Lean Implementation on Production Process and Maintenance
Practice for Productivity Improvement
Nani Kurniati, Dewanti Anggrahini, Dwi Kusumaningrum, and Pantoki Ilham
Department of Industrial Engineering, Institut Teknologi Sepuluh Nopember, ITS, Surabaya, Indonesia
Keywords: Lean manufacturing, lean maintenance, manufacturing lead time, operation process chart
Abstract: Lean concept has been discussed extensively across many industries. As its approach to ensure overall
performance by a focus on delivering customer's expected value. Any activities within industries that don't
contribute to value the end product will consider as waste and need to be eliminated. The lean idea for the
Bogie production process useful to identify the potential improvement in production performance in terms of
manufacturing lead time (MLT) or cycle time. Carefully analyze the cause of waste may guide to address the
root cause. One of them is a maintenance problem. Therefore, the continuing lean implementation of
maintenance activities may lead to solving another root cause. It successfully showed the potential escalation
on MLT, about 20% reduced by considering the manufacturing waste. Further advantage and benefit may
gain more due to lean maintenance implementation, albeit the exact improve performance still need to be
detailed quantified.
1 INTRODUCTION
Lean concepts firstly proposed by Taichi Ohno in the
late 1940s. Toyota Production System showed
significant achievement in several areas, including
productivity and efficiency, as well as production
cycle time. The lean implementation relies on five
basic principles. Firstly, value identification defined
by the customers' expectations about the end product.

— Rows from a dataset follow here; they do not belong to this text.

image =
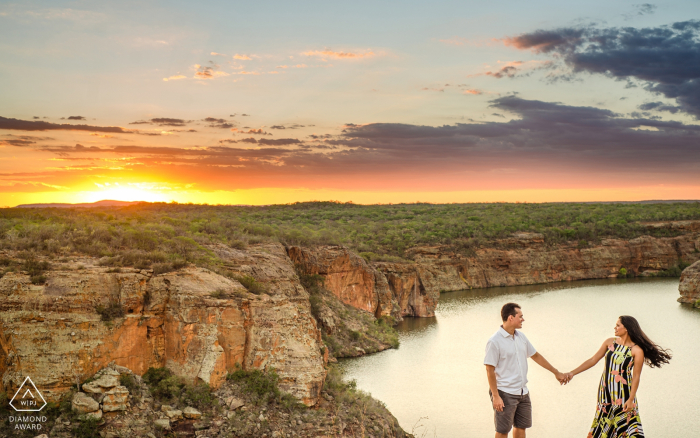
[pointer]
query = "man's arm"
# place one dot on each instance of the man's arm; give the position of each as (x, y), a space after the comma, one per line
(497, 401)
(541, 361)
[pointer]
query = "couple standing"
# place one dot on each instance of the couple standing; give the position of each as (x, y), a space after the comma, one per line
(617, 414)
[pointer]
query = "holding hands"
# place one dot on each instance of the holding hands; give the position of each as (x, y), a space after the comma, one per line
(563, 378)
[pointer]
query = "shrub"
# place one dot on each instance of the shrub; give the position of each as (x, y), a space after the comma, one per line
(219, 294)
(128, 381)
(238, 244)
(38, 279)
(167, 387)
(252, 284)
(111, 311)
(263, 386)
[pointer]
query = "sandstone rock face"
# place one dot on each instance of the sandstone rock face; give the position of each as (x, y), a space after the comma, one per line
(115, 399)
(83, 403)
(348, 276)
(52, 332)
(690, 285)
(414, 287)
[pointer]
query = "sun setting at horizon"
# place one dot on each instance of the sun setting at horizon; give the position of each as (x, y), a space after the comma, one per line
(453, 113)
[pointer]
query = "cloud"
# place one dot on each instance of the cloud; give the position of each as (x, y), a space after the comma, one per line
(25, 125)
(338, 55)
(641, 9)
(278, 142)
(218, 123)
(659, 106)
(267, 141)
(166, 121)
(174, 78)
(539, 144)
(208, 72)
(252, 131)
(665, 59)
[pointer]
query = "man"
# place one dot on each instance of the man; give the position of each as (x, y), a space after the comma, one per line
(506, 367)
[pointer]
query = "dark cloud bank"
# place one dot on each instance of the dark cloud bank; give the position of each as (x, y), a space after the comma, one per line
(666, 58)
(543, 137)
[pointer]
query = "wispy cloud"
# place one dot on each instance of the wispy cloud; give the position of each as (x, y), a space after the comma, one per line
(666, 58)
(174, 78)
(339, 55)
(25, 125)
(208, 72)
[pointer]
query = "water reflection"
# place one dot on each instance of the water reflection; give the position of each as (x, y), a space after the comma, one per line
(438, 370)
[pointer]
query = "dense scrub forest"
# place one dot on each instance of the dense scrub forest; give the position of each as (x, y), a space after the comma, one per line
(161, 236)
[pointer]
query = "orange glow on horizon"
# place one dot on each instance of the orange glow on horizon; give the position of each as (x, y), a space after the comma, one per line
(267, 196)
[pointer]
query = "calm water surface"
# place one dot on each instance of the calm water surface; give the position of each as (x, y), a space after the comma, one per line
(438, 371)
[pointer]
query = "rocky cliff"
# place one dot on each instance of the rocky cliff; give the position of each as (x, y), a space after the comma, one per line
(193, 321)
(413, 288)
(689, 286)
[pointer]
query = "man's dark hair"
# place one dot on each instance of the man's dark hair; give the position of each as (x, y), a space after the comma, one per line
(508, 310)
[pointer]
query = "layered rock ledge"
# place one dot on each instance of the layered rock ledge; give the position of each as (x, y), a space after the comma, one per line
(689, 286)
(193, 321)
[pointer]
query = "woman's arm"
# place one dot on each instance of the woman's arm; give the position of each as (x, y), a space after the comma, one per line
(638, 355)
(593, 360)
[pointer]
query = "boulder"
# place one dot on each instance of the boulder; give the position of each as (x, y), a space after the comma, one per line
(84, 404)
(174, 415)
(96, 415)
(103, 384)
(234, 403)
(689, 285)
(191, 413)
(115, 399)
(162, 423)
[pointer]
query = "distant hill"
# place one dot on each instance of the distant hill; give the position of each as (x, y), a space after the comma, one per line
(104, 203)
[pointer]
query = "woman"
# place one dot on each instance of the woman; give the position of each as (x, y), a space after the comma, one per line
(617, 415)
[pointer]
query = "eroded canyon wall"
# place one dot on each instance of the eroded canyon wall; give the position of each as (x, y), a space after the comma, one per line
(414, 287)
(689, 286)
(196, 322)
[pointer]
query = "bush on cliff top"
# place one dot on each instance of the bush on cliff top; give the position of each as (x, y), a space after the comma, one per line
(144, 234)
(169, 388)
(263, 387)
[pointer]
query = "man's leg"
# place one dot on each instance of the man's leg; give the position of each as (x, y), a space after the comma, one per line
(504, 420)
(522, 417)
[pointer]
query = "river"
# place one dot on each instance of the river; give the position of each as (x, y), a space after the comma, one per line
(435, 382)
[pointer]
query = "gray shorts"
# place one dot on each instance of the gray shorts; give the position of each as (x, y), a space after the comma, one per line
(517, 411)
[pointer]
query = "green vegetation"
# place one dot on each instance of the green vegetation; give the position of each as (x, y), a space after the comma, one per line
(252, 284)
(357, 407)
(80, 425)
(673, 271)
(146, 234)
(171, 389)
(263, 387)
(111, 311)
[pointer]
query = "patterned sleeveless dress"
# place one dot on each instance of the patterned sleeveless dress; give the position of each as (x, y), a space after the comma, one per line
(615, 385)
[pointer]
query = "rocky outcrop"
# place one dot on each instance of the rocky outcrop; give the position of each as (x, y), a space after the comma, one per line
(348, 276)
(689, 286)
(194, 321)
(414, 287)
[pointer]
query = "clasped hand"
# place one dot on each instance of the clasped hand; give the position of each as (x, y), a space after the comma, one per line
(563, 378)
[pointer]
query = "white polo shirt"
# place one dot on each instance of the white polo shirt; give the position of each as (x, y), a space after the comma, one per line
(508, 354)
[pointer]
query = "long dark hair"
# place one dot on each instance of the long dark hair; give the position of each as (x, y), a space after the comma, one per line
(654, 355)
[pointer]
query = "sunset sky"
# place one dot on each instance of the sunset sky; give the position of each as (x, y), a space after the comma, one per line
(372, 102)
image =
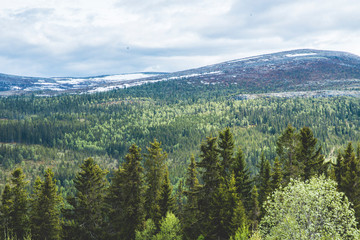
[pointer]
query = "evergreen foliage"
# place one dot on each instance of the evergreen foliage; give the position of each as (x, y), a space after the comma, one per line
(191, 226)
(126, 197)
(166, 201)
(243, 181)
(154, 165)
(45, 209)
(286, 149)
(85, 218)
(309, 210)
(19, 217)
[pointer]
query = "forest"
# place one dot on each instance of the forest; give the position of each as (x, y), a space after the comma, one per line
(299, 196)
(167, 161)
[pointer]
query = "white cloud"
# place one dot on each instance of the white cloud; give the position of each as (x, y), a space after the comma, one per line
(88, 37)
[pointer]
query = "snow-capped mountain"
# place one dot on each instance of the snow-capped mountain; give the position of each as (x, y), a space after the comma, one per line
(304, 69)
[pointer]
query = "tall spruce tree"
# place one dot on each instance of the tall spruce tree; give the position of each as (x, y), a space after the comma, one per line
(265, 187)
(255, 209)
(5, 213)
(276, 175)
(126, 197)
(350, 178)
(166, 200)
(85, 218)
(211, 175)
(226, 150)
(19, 218)
(286, 149)
(242, 179)
(191, 226)
(45, 209)
(154, 165)
(308, 154)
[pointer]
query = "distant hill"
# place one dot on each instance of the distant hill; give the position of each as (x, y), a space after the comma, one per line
(297, 70)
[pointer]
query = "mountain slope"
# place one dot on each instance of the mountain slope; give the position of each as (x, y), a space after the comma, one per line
(304, 69)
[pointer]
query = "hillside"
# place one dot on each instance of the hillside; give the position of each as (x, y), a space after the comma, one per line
(297, 70)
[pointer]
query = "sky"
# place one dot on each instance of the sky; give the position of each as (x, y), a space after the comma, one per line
(97, 37)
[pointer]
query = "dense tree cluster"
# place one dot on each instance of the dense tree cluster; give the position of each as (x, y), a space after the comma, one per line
(219, 198)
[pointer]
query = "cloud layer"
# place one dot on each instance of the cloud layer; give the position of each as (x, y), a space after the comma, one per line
(82, 38)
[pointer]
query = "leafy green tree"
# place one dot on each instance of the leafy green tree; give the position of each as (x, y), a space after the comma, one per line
(309, 210)
(148, 232)
(286, 149)
(85, 219)
(226, 150)
(170, 229)
(45, 209)
(154, 174)
(19, 218)
(308, 154)
(191, 226)
(5, 212)
(166, 201)
(126, 197)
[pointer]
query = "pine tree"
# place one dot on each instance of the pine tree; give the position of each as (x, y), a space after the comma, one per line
(45, 213)
(308, 155)
(286, 149)
(237, 217)
(276, 175)
(5, 212)
(338, 169)
(180, 199)
(125, 197)
(154, 173)
(166, 201)
(255, 209)
(350, 178)
(226, 150)
(211, 176)
(86, 217)
(243, 179)
(19, 219)
(265, 185)
(191, 227)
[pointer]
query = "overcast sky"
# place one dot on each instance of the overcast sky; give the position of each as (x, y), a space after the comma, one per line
(95, 37)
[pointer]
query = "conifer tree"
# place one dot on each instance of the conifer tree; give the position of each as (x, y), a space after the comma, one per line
(19, 219)
(211, 176)
(154, 173)
(255, 209)
(166, 201)
(126, 197)
(350, 178)
(226, 150)
(338, 169)
(265, 185)
(243, 179)
(276, 175)
(180, 199)
(191, 227)
(308, 154)
(286, 149)
(45, 211)
(86, 217)
(5, 212)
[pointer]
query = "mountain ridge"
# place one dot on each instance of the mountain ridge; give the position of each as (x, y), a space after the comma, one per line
(301, 69)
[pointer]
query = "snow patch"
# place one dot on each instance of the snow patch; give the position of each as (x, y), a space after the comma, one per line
(300, 54)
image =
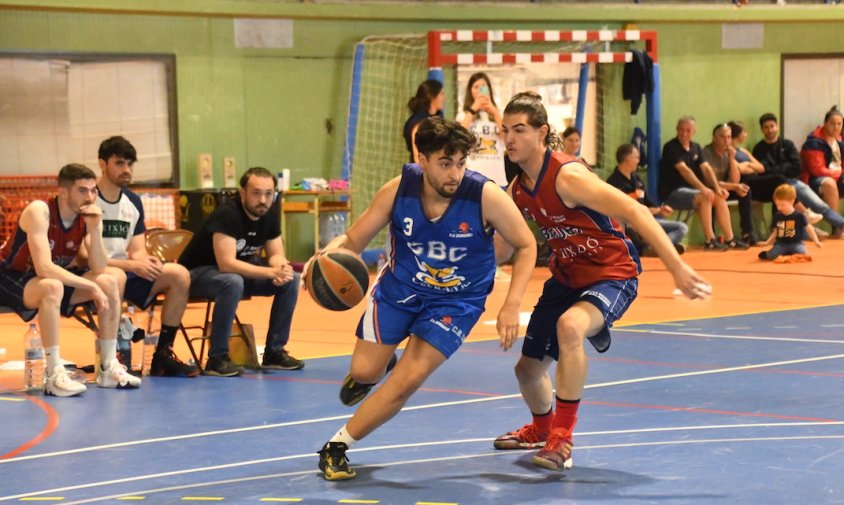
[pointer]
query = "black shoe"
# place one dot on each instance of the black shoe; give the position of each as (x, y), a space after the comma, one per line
(165, 363)
(353, 392)
(714, 245)
(281, 361)
(737, 244)
(221, 366)
(334, 463)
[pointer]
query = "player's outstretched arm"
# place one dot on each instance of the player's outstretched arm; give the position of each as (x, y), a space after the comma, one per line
(370, 222)
(501, 212)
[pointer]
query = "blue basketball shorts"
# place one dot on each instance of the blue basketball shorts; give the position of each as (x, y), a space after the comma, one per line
(12, 284)
(442, 323)
(611, 297)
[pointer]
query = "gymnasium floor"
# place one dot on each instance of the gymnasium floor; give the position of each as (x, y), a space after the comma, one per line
(737, 399)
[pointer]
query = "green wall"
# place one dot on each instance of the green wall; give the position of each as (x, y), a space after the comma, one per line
(287, 107)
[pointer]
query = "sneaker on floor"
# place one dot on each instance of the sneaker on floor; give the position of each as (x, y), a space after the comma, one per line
(221, 366)
(59, 383)
(353, 392)
(556, 455)
(714, 245)
(281, 361)
(116, 376)
(165, 363)
(334, 463)
(526, 437)
(737, 244)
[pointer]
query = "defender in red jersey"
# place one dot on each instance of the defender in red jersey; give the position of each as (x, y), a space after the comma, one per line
(594, 266)
(40, 274)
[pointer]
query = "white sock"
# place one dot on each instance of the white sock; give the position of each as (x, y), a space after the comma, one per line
(52, 357)
(343, 436)
(108, 351)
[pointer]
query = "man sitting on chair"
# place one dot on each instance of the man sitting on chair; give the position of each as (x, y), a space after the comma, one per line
(224, 266)
(146, 275)
(41, 274)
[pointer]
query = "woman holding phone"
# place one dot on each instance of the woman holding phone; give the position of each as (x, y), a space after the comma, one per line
(482, 117)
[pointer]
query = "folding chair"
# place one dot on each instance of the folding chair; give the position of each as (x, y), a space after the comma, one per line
(168, 245)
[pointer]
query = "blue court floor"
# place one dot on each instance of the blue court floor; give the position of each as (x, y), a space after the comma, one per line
(740, 410)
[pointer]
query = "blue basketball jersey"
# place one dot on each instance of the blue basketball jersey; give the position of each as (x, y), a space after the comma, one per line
(450, 257)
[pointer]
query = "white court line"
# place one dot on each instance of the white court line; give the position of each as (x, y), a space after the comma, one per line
(397, 463)
(734, 337)
(417, 407)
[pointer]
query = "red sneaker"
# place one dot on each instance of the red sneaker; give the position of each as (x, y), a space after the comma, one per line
(526, 437)
(556, 455)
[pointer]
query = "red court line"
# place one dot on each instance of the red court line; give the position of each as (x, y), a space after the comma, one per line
(49, 428)
(709, 411)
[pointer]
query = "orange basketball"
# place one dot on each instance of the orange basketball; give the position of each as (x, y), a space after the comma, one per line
(337, 279)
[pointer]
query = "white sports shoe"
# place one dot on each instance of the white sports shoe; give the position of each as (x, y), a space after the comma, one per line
(59, 383)
(116, 376)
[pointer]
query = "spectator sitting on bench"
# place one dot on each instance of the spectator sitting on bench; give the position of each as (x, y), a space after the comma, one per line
(146, 275)
(721, 156)
(624, 178)
(682, 171)
(41, 274)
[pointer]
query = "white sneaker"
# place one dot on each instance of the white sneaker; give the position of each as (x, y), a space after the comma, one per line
(116, 376)
(59, 383)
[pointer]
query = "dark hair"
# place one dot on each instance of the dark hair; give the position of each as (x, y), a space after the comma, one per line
(832, 112)
(736, 128)
(571, 130)
(73, 172)
(117, 146)
(530, 103)
(435, 134)
(257, 172)
(623, 151)
(768, 116)
(425, 94)
(468, 99)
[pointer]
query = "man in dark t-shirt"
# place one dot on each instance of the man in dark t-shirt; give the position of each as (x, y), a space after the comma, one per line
(225, 266)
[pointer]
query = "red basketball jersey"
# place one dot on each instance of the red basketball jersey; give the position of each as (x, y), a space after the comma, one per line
(64, 242)
(587, 246)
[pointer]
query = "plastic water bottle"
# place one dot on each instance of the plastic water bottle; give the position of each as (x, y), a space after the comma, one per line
(150, 341)
(33, 371)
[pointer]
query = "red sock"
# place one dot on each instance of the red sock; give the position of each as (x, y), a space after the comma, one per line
(544, 421)
(566, 415)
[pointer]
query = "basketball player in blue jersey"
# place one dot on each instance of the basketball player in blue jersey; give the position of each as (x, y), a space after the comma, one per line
(432, 291)
(40, 274)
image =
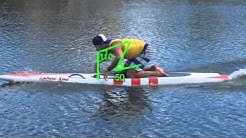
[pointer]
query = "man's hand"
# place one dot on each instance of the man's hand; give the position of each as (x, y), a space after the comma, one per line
(106, 75)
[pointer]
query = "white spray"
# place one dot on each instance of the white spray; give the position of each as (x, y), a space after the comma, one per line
(238, 74)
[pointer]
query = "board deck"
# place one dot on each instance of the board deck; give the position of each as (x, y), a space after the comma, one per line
(90, 78)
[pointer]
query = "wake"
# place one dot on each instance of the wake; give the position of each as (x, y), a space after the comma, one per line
(238, 74)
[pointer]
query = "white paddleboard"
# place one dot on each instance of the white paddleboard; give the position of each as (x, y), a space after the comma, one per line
(175, 78)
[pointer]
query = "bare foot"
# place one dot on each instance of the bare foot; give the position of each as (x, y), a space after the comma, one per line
(162, 72)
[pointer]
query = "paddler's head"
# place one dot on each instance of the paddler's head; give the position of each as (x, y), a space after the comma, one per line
(100, 42)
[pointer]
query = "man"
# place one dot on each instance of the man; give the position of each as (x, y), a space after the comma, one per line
(138, 53)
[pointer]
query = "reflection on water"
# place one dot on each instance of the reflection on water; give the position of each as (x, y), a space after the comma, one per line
(125, 102)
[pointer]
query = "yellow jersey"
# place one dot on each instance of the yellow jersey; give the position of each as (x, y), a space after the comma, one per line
(135, 48)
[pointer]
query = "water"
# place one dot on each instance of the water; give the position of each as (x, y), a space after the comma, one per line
(55, 36)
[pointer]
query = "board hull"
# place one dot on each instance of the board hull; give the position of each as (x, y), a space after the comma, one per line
(175, 78)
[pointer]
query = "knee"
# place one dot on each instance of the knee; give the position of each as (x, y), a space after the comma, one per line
(131, 74)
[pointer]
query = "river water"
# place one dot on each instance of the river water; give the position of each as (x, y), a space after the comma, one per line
(55, 36)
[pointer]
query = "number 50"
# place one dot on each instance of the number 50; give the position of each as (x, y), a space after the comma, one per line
(119, 77)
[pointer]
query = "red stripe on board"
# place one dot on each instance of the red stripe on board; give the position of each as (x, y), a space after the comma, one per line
(222, 76)
(153, 81)
(118, 83)
(26, 74)
(135, 81)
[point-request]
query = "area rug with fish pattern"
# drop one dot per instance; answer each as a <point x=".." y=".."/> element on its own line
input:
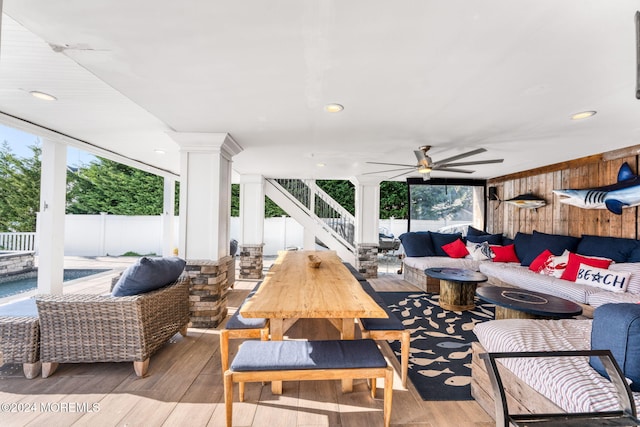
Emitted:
<point x="440" y="358"/>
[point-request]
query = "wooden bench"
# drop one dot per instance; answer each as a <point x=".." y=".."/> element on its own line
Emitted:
<point x="258" y="361"/>
<point x="387" y="329"/>
<point x="239" y="327"/>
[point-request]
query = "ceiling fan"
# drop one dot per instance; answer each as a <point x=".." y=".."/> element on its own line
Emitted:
<point x="426" y="164"/>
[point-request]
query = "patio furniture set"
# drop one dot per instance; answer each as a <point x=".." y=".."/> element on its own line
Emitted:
<point x="295" y="289"/>
<point x="581" y="371"/>
<point x="148" y="306"/>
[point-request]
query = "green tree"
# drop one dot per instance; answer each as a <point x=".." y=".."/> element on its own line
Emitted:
<point x="114" y="188"/>
<point x="393" y="199"/>
<point x="19" y="190"/>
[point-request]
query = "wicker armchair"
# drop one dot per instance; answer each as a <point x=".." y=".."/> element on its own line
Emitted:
<point x="97" y="328"/>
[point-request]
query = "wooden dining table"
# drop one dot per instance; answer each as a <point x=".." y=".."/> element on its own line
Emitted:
<point x="293" y="289"/>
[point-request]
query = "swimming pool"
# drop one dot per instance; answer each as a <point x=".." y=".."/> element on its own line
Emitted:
<point x="19" y="286"/>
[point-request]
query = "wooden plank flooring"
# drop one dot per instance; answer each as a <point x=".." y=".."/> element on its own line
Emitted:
<point x="184" y="387"/>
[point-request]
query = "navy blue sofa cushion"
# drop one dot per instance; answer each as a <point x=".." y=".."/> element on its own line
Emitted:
<point x="521" y="242"/>
<point x="441" y="239"/>
<point x="148" y="274"/>
<point x="284" y="355"/>
<point x="555" y="243"/>
<point x="616" y="327"/>
<point x="492" y="239"/>
<point x="417" y="244"/>
<point x="615" y="248"/>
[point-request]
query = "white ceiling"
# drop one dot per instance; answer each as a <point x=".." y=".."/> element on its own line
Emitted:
<point x="502" y="75"/>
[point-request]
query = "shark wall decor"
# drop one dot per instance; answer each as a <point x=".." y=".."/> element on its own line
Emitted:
<point x="527" y="201"/>
<point x="624" y="193"/>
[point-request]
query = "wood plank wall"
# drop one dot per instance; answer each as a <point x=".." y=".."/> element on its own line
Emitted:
<point x="560" y="218"/>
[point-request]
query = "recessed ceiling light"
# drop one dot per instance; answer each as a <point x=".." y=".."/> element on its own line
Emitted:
<point x="582" y="115"/>
<point x="333" y="108"/>
<point x="43" y="96"/>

Second, mapping the process workflow within the
company involved in delivering the end product. It
will identify in what process the value has been
generated, include the proportion of processes that do
not cause to value. Third, disperse work into smaller
batches and visualizing the workflow, to ensure
continuous workflow and easily identify the possible
bottleneck and interruption. Fourth, establish a pull
system means optimizing the production capacity and
delivering a product based on actual demand,
ensuring no waste on resources. The last, encourage
all components of the company actively involved in
creating the continuous improvement program.
Bogie production consists of many processes. The
current situation detected in the shop floor was lack
of documentation both in production/machine
capability, workforce capacity, and many outcome
measurements include cycle time and production rate,
which is very important for providing the baseline
performance and detecting any obstacles. This
condition may cause any difficulty in addressing the
improvement program on production capability.
Bogie product of the company being studied is a
chassis or framework that carries a wheelset, and this
is a modular subassembly of wheels and axis that
attached to a train. At least two bogies need to be
assembled beneath the train. Moreover, the company
instructs to increase the capability of producing the
bogie to reduce the tardiness of product completion
and shipment, as well as to reduce the number of
rework products. Another issue identified in the
company related to maintenance activities that
responsible for restoring any machine failure back
into operation state. It triggered by the high frequency
of machine failure that causes corrective maintenance
instead of a preventive one. Downtime may effect
reducing availability and high inventory work in the
process. In the end, the same problems reveal in
reducing the number of Bogie production.
Therefore, this paper attempts to capture the
current production process to identify potential
improvement by reducing or eliminating the seven
waste on Bogie production. The lean approach has
been chosen to be implemented both in the production
process and maintenance activities, as the benefit of
the promise of lean implementation has reported
144
Kurniati, N., Anggrahini, D., Kusumaningrum, D. and Ilham, P.
Lean Implementation on Production Process and Maintenance Practice for Productivity Improvement.
DOI: 10.5220/0009424301440149
In Proceedings of the 1st International Conference on Industrial Technology (ICONIT 2019), pages 144-149
ISBN: 978-989-758-434-3
Copyright
c
2020 by SCITEPRESS Science and Technology Publications, Lda. All rights reserved
(Rohani and Zahraee, 2015; Madaniyah and Singgih,
2017). The combined lean implementation both on
production and maintenance at the same shop floor to
be expected can double the benefit and advantage of
lean. Some tools employed include Value Stream
Mapping (VSM), Operation Process Chart (OPC),
and Cause Analysis (CA).
2 RESEARCH METHODOLOGY
The lean implementation on the production process
called lean manufacturing, while implemented on
maintenance practice, becomes lean maintenance.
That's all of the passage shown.